Pada kesempatan ini Fauzi menjelaskan relasi Muhammadiyah dengan penguasa Mangkunegaran. Fauzi menunjukkan foto Mangkunegara VIII, Penguasa Pura Mangkunegaran saat itu, dengan latar belakang simbol Muhammadiyah. Penguasa Pura Mangkunegaran tersebut dikabarkan punya kartu anggota Muhammadiyah (NBM). Bahkan pendahulunya, Mangkunegara VII, mewakafkan tanah untuk Muhammadiyah yang saat ini dipakai SD Muhammadiyah 1 Ketelan, Solo. Bukti itu, lanjut Fauzi, menunjukkan penguasa lokal saat itu sangat mendukung gerakan Muhammadiyah. Fauzi pun berharap, kegiatan historical walking ini menjadi ikhtiar penting bagi Muhammadiyah untuk menggerakkan dakwah kultural.
Di forum ini banyak usulan dari peserta agar acara seperti ini menjadi acara rutin MPI Solo. Bukan hanya berupa historical walking menyusuri tempat lain, bisa juga dengan membentuk komunitas pencinta sejarah persyarikatan dengan melakukan kajian, diskusi kecil untuk merawat narasi sejarah berharga di Kota Solo.
Dalam rapat kerja MPI PDM Kota Solo bebera waktu lalu, telah menyepakati program historical walking ini akan memanfaatkan museum Muhammadiyah di Balai Muhammadiyah sebagai bagian dari pembelajaran kemuhammadiyahan bagi pelajar Muhammadiyah dan warga persyarikatan pada umumnya.

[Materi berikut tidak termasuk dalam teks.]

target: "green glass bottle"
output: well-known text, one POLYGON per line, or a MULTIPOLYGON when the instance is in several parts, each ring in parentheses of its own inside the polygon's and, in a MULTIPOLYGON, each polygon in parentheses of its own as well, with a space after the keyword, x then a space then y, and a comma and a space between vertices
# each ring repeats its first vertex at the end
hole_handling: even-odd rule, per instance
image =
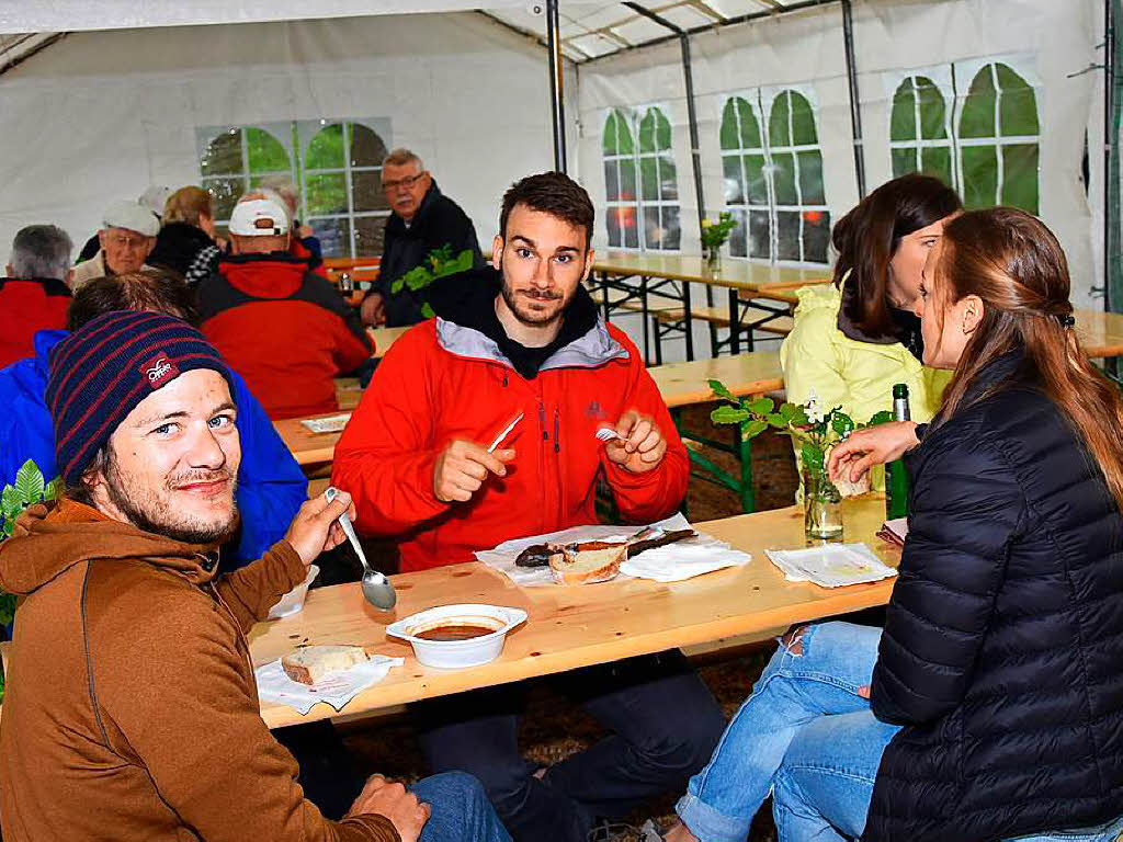
MULTIPOLYGON (((893 418, 910 421, 909 386, 896 383, 893 386, 893 418)), ((896 459, 885 466, 885 519, 894 520, 909 514, 909 472, 904 459, 896 459)))

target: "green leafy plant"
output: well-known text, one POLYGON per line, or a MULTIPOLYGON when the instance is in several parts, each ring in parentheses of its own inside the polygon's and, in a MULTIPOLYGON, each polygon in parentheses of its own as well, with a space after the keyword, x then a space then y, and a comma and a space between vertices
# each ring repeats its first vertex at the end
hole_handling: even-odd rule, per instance
MULTIPOLYGON (((28 459, 16 472, 16 482, 0 492, 0 541, 11 538, 19 513, 35 503, 58 496, 58 479, 44 482, 43 472, 28 459)), ((16 619, 16 595, 0 589, 0 624, 8 625, 16 619)), ((4 677, 0 675, 0 702, 3 701, 4 677)))
POLYGON ((729 211, 722 211, 718 214, 718 221, 714 222, 712 219, 704 220, 702 222, 702 245, 706 250, 713 250, 721 248, 725 240, 729 239, 729 235, 737 227, 737 221, 733 219, 733 214, 729 211))
POLYGON ((878 412, 865 424, 855 423, 841 408, 823 412, 819 399, 812 393, 804 404, 784 402, 776 406, 770 397, 751 401, 737 397, 721 381, 710 381, 713 396, 729 404, 718 406, 710 413, 715 424, 743 424, 741 438, 754 439, 772 428, 800 442, 800 460, 803 467, 818 475, 825 468, 827 451, 855 430, 874 427, 893 420, 892 412, 878 412), (730 405, 732 404, 732 405, 730 405))
MULTIPOLYGON (((455 275, 458 272, 467 272, 472 268, 473 259, 474 255, 469 248, 464 249, 460 254, 454 257, 453 247, 446 242, 440 248, 435 248, 430 251, 429 256, 426 257, 420 265, 414 266, 400 278, 394 281, 390 285, 390 291, 399 293, 403 289, 411 290, 412 292, 423 290, 433 281, 445 277, 446 275, 455 275)), ((421 305, 421 312, 427 319, 431 319, 436 315, 432 308, 429 306, 429 302, 421 305)))

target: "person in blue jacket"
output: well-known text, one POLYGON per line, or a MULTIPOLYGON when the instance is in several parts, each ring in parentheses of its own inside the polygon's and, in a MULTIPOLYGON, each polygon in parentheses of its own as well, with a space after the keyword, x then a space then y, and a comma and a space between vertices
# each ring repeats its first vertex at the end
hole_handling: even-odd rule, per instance
MULTIPOLYGON (((112 310, 155 310, 198 324, 190 287, 167 273, 145 272, 91 281, 71 303, 67 326, 76 330, 112 310)), ((28 459, 48 481, 57 474, 44 393, 51 351, 66 336, 65 330, 38 331, 35 356, 0 369, 0 405, 4 408, 0 412, 0 487, 15 482, 16 472, 28 459)), ((227 556, 229 569, 235 569, 261 558, 284 537, 308 500, 308 479, 245 382, 237 372, 231 374, 241 438, 237 491, 241 529, 227 556)))

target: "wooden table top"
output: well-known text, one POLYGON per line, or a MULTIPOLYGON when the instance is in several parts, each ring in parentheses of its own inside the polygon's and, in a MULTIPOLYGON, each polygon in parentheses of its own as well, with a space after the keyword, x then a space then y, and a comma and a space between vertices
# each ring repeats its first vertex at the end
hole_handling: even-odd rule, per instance
MULTIPOLYGON (((668 408, 687 406, 710 399, 710 378, 720 379, 736 395, 759 395, 784 387, 784 374, 776 351, 751 351, 736 357, 696 359, 693 363, 668 363, 647 369, 655 379, 663 400, 668 408)), ((354 409, 362 392, 357 381, 344 381, 337 386, 339 412, 329 412, 314 418, 330 418, 354 409)), ((312 432, 301 421, 286 419, 275 421, 284 443, 296 458, 298 465, 317 465, 331 461, 335 455, 337 432, 312 432)))
MULTIPOLYGON (((843 505, 844 539, 865 541, 886 564, 900 552, 875 537, 885 519, 880 495, 843 505)), ((364 690, 339 714, 326 704, 301 716, 284 705, 263 704, 270 727, 329 716, 369 713, 393 705, 476 687, 563 672, 578 667, 712 643, 732 635, 759 634, 793 623, 885 604, 895 579, 871 585, 821 588, 791 583, 765 556, 766 549, 803 547, 803 510, 796 506, 699 524, 699 529, 745 550, 752 560, 686 582, 660 584, 622 579, 600 585, 523 588, 482 564, 472 562, 394 576, 396 610, 381 613, 357 584, 317 588, 299 614, 257 624, 249 633, 255 666, 300 643, 351 643, 405 659, 381 683, 364 690), (499 660, 466 670, 420 666, 409 644, 386 639, 398 619, 437 605, 490 603, 520 607, 528 621, 508 635, 499 660)))
POLYGON ((792 290, 831 280, 829 266, 777 266, 761 260, 724 257, 712 273, 701 255, 672 255, 656 251, 599 251, 595 272, 619 275, 646 275, 670 281, 727 286, 750 291, 792 290))

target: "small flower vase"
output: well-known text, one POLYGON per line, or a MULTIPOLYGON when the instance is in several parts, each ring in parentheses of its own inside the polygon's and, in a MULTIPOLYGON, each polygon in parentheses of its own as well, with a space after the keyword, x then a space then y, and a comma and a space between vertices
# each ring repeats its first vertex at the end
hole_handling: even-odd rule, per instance
POLYGON ((721 246, 705 247, 705 268, 711 275, 721 272, 721 246))
POLYGON ((821 470, 803 469, 803 525, 807 538, 842 538, 842 495, 821 470))

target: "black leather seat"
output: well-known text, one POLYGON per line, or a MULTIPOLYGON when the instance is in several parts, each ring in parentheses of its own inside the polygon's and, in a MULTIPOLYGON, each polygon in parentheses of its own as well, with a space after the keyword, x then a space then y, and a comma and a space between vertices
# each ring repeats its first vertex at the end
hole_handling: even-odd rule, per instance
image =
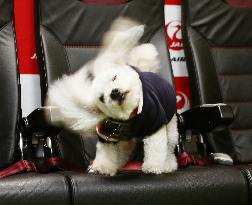
POLYGON ((236 164, 252 162, 252 8, 222 0, 185 0, 185 53, 192 103, 226 103, 234 122, 206 136, 210 152, 228 153, 236 164))
MULTIPOLYGON (((20 84, 13 1, 0 0, 0 170, 19 159, 20 84)), ((70 204, 59 174, 21 174, 0 179, 0 204, 70 204)))
MULTIPOLYGON (((10 3, 7 0, 0 2, 10 3)), ((151 41, 156 45, 162 60, 161 74, 172 82, 162 0, 133 0, 109 7, 86 5, 73 0, 37 0, 36 3, 36 35, 44 98, 48 85, 53 80, 64 73, 74 72, 97 53, 102 34, 119 15, 136 18, 147 25, 142 42, 151 41)), ((0 51, 5 51, 5 44, 1 44, 1 40, 2 38, 0 51)), ((13 62, 16 62, 15 59, 14 56, 13 62)), ((0 60, 2 72, 2 68, 7 64, 2 67, 2 62, 5 61, 1 55, 0 60)), ((10 93, 14 95, 10 102, 16 104, 12 105, 11 111, 14 112, 13 109, 16 109, 15 111, 20 112, 17 69, 13 66, 10 70, 14 75, 6 72, 0 75, 12 80, 8 82, 14 87, 4 93, 6 96, 10 93)), ((4 81, 0 81, 2 82, 4 81)), ((6 87, 0 84, 0 88, 6 87)), ((3 107, 9 105, 8 103, 4 102, 3 107)), ((10 115, 8 119, 17 125, 16 116, 10 115)), ((8 131, 8 134, 2 137, 6 140, 4 143, 10 141, 10 144, 17 144, 16 130, 9 133, 11 129, 6 130, 3 126, 1 130, 8 131)), ((83 167, 94 157, 94 136, 83 139, 63 131, 55 140, 57 155, 60 157, 83 167)), ((0 156, 3 156, 2 153, 5 154, 5 149, 8 152, 17 150, 12 146, 0 146, 0 156)), ((8 158, 4 155, 3 159, 8 158)), ((12 162, 13 160, 9 163, 12 162)), ((0 204, 249 204, 249 175, 250 169, 247 167, 217 165, 188 167, 160 176, 126 173, 106 177, 66 171, 51 174, 19 174, 0 180, 0 204)))
POLYGON ((0 169, 15 160, 20 114, 18 68, 11 1, 0 1, 0 169))

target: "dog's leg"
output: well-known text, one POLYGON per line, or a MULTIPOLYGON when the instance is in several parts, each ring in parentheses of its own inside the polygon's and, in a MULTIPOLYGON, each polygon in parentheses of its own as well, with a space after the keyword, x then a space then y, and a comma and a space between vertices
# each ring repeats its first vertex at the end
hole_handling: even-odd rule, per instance
POLYGON ((92 165, 94 172, 110 176, 115 175, 120 167, 118 145, 98 142, 96 149, 96 157, 92 165))
POLYGON ((118 163, 120 168, 129 161, 135 146, 136 141, 134 139, 127 142, 118 142, 118 163))
POLYGON ((177 158, 175 156, 174 150, 178 144, 178 126, 177 126, 177 116, 175 115, 172 120, 167 124, 167 152, 166 152, 166 161, 165 161, 165 172, 173 172, 177 170, 177 158))
POLYGON ((161 127, 156 133, 144 140, 144 173, 161 174, 164 172, 164 164, 167 152, 166 126, 161 127))
POLYGON ((177 169, 177 160, 174 154, 178 136, 176 123, 176 117, 174 117, 168 125, 164 125, 152 136, 144 139, 144 163, 142 166, 144 173, 161 174, 177 169))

Tepat pukul 17.35 WIB, kumandang azan magrib menggema dari Masjid Balai Muhammadiyah. Azan mengakhiri kegiatan yang telah berlangsung sekitar 90 menit ini. “Sampai jumpa pada historical walking berikutnya,” ujar para peserta sambil berjalan menuju masjid untuk salat berjemaah.
Semoga….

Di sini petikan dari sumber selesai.